Your credit score is a number between 300 and 850.
The higher the number, the better your score. A
score of 720 or better is considered excellent.
There are three companies that provide the majority
of credit scores. And one of them, the Fair-Isaacs
Company, is the industry leader. In fact, it's
acronym (FICO) has come to mean 'credit score' to
many people.
Fair-Isaacs does not divulge exactly how they
calculate credit scores. But they do give an idea of
how it works. Five categories each contribute a
portion to the total score.
Having a long credit history without late payments
counts for 35% of the score. Lenders like loaning
money to people who have a pattern of meeting their
obligations. The best thing you can do for your
credit score is to make timely payments each month
and keep doing that month after month.
Lenders also like borrowers who haven't tapped every
source of money available to them. The ratio of how
much you owe compared to how much you could borrow
is worth 30%.
That's where Tony's question comes in. Is it wise to
ask your credit card company to lower your credit
limits? The answer depends on the situation.
Your score will suffer if you already carry balances
that total 30% or more of the credit available to
you. So if Tony carries a hefty balance, reducing
the available credit will lower his ratio and hurt
his score.
So if he's anywhere near the limit he doesn't want
to change it. If he's not sure of his balance or the
credit limit, both will be on his account statement.
On the other hand, if he carries a small balance,
reducing the credit limit could improve his score.
That's because potential lenders know that he's
limited as to how much he could go out and charge.
He can also lower his credit used vs. credit
available ratio by reducing the amount he owes. One
of the quickest ways to improve your score is to pay
down credit card balances. If you're not sure of
which account to reduce first, start with the
accounts that are closest to their limits.

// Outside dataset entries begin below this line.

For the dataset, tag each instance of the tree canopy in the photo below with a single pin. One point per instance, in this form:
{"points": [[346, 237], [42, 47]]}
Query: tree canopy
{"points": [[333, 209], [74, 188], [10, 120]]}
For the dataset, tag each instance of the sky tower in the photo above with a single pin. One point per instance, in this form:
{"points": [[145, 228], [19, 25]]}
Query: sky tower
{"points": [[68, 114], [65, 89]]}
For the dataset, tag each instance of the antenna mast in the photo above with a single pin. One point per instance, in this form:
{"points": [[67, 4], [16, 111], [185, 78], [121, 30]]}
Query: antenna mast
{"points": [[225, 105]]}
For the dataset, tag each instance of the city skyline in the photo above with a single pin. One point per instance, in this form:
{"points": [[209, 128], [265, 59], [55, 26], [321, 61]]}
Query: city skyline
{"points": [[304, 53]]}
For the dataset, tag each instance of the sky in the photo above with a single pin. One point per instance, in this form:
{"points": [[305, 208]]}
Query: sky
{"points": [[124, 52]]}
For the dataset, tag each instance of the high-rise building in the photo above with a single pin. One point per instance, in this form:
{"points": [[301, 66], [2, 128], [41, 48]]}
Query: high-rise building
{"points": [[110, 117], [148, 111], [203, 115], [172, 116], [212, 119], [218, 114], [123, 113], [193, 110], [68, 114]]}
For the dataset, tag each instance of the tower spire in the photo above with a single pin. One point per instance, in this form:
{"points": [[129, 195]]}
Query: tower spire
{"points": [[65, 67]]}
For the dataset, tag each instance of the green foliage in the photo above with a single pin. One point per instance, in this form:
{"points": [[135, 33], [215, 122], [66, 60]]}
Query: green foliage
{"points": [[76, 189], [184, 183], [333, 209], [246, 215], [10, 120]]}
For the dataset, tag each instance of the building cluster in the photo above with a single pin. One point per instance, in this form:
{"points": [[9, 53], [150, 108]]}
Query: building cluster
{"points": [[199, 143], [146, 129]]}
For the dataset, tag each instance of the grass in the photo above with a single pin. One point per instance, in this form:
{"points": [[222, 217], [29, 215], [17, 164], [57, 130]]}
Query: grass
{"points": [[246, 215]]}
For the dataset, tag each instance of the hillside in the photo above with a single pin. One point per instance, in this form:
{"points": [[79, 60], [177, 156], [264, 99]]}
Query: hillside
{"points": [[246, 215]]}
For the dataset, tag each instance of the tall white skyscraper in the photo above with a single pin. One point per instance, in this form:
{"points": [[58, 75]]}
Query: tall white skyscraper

An additional 15% of your credit score is based on
how long your oldest account has been open and the
average age of all of your accounts. If you're
trying to decide whether to close an account, it
will depend on the account. Keep the oldest ones
open.
Newer accounts can be closed. In fact, reducing the
number of accounts and the amount of available
credit is good as long as you don't dramatically
increase the proportion of available credit that's
already being used.
You can have too many accounts. Try to limit
yourself to five accounts. If you have more, begin
closing the newer, less used accounts.
The amount of new credit you've recently received is
worth 10%. Adding a bunch of new accounts will
reduce your score. They leave the impression that
you're desperate for credit. Especially if you're in
your 20's with a relatively short credit history.

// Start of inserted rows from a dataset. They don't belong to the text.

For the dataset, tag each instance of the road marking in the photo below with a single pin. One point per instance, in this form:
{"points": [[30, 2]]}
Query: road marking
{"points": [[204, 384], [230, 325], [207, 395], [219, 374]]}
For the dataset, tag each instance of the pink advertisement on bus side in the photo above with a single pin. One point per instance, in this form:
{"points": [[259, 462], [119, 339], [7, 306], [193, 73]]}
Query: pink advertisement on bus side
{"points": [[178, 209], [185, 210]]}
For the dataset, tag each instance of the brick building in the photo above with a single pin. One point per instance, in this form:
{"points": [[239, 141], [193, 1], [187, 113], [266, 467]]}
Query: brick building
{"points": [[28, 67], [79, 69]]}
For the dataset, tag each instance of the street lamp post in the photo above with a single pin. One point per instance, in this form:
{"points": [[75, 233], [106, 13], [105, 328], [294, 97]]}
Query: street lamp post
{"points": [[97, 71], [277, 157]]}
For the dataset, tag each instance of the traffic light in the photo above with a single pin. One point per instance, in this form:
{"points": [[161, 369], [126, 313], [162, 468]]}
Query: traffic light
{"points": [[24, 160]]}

Regularly accepting new cards just because they're
available to you is a good way to reduce your score.
Inquiries about your credit can also affect this
section. Requests for "pre-approved" credit offers
do not count against you. Also, if you make more
than one application in a two-week period it only
counts once. That's useful if you're shopping for a
car loan or mortgage.
Be careful who sends in a query about your credit.
Applying for a new credit card once a month to test
the waters is a bad idea. Occasionally someone will
ask if they can check your credit. Like when you're
negotiating for a car. They'll make it sound
unimportant. But, it's not. Every time someone
checks your credit, your score takes a small hit.
That can add up over time.
Finally, the types of credit in use count for 10%.
Your score will improve if you've successfully paid
off a variety of lenders. Don't borrow just so you
can say that you've paid off a car loan. But, your
credit score will be higher if you take out an auto
loan rather than just add to your homeowners line of
credit.
Tony's smart to be concerned with his credit score.